Docker image to execute R scripts together with AWS S3 buckets.
The image is based on r-base with s3fs-fuse and supervisor.
Create a data container named rlib
to hold the R packages. This is to save space and time when you are running multiple instances of the image - they can share the libraries.
docker create -v /home/rlib --name rlib busybox
Run the s3-rbase container and mount the data container.

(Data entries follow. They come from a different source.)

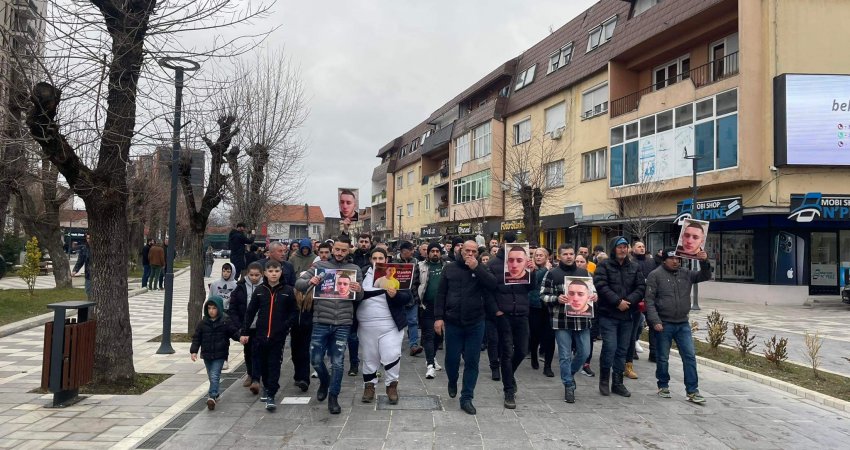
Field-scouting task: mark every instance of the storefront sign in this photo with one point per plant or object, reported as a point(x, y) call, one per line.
point(512, 225)
point(816, 206)
point(726, 208)
point(824, 275)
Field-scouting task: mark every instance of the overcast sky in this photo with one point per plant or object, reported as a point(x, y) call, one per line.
point(375, 69)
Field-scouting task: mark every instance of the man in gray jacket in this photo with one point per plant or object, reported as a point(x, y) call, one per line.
point(668, 302)
point(331, 324)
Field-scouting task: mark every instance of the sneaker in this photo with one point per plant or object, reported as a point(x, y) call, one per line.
point(694, 397)
point(431, 372)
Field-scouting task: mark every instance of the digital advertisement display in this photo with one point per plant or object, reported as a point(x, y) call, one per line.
point(812, 119)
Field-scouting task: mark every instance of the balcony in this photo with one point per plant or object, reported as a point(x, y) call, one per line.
point(701, 76)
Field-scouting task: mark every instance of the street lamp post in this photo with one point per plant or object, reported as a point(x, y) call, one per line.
point(179, 66)
point(694, 263)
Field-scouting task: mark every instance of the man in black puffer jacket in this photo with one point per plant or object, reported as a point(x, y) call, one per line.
point(620, 285)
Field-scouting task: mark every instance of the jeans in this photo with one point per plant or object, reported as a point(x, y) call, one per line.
point(616, 335)
point(214, 374)
point(333, 339)
point(466, 341)
point(569, 363)
point(412, 313)
point(146, 274)
point(681, 333)
point(513, 343)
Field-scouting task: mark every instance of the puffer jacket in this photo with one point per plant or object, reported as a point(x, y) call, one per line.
point(668, 293)
point(615, 281)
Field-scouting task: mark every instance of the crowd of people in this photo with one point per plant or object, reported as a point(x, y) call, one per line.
point(464, 299)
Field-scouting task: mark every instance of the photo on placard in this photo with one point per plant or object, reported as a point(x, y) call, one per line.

docker run -d --name s3-rbase1 --volumes-from rlib --privileged --cap-add SYS_ADMIN --device /dev/fuse -d -e "BUCKETNAME=$BUCKETNAME" -e "AWSACCESSKEYID=$AWSACCESSKEYID" -e "AWSSECRETACCESSKEY=$AWSSECRETACCESSKEY" hiveoss/s3-rbase
Install the all the R packages specified in /home/packages/packages.txt
.
docker exec -ti s3-rbase1 cmd install
Install the R packages manually.
docker exec -ti s3-rbase1 cmd install.packages <PACKAGE_NAME_1> <PACKAGE_NAME_2> <PACKAGE_NAME_3>
Setup to include BioConductor repo.
docker exec -ti s3-rbase1 cmd bio
Check the installed R packages.
docker exec -ti s3-rbase1 cmd available
Execute a demo Rscript.
docker exec -ti s3-rbase1 cmd demo.R
The environment variables are used to indicate the bucket to mount and to provide credentials to access the bucket.
$BUCKETNAME
- the AWS bucket name$AWSACCESSKEYID
- the AWS key id$AWSSECRETACCESSKEY
- the AWS secret token
You can overwrite scripts/runS3fs.sh
to change the parameters for the s3fs.
mkdir -p /home/shared/s3 &&
mkdir -p /tmp &&
s3fs $BUCKETNAME /home/shared/s3 -o use_cache=/tmp -o allow_other -o umask=0002 -o use_rrs -f
You can overwrite config/supervisord.conf
to change the parameters for the supervisord. But usually you do not need to unless you need to start additional processes. Noted that daemon is off by default for supervisor.
The default s3 bucket is mounted at /home/shared/s3
.
The default R lib folder is mounted at /home/rlib
.
The required packages can be found at /home/packages/packages.txt
. Existing packages will not be installed again.
You can either mount a host directory into the container and include your own packages.txt
, or create a new Dockerfile
pulling from this image and replacing the packages.txt
.
All R scripts should be found in /home/rscripts
.
You can either mount a host directory into the container and include your own R scripts, or create a new Dockerfile
pulling from this image and inserting your R scripts files into /home/rscripts
.
The image comes with a cmd
helper. You can use it via docker exec
. There are 4 possible arguments - no argument
, install
, available
, *
.
no argument
: where there are no arguments,cmd
will start the supervisor, and mount the S3 buckets (generally not required, as it is execute when you run the container).install
: install the R packages listed in/home/packages/packages.txt
. Only new packages will be installed.available
: list the available installed R packages in/home/rlib
.*
: wildcard to the filename of the R script to execute.
Example
# execute the Rscript in demo.R
docker exec -ti s3-rbase1 cmd demo.R
A sample docker-compose.yml
is available at our github repo.
r-lib-vol:
image: busybox
container_name: rlib
volumes:
- /home/rlib
r-test:
image: hiveoss/s3-rbase:latest
container_name: rtest
privileged: true
cap_add:
- SYS_ADMIN
devices:
- /dev/fuse
environment:
- BUCKETNAME=SOME_AWS_BUCKETNAME
- AWSACCESSKEYID=SOME_AWS_ID
- AWSSECRETACCESSKEY=SOME_AWS_KEY
volumes:
- ./rscripts:/home/rscripts
- ./default_packages.txt:/home/packages/packages.txt
volumes_from:
- r-lib-vol
Docker will not warn you when removing a container without providing the -v option to delete its volumes. If you remove containers without using the -v option, you may end up with “dangling” volumes; volumes that are no longer referenced by a container. Dangling volumes are difficult to get rid of and can take up a large amount of disk space.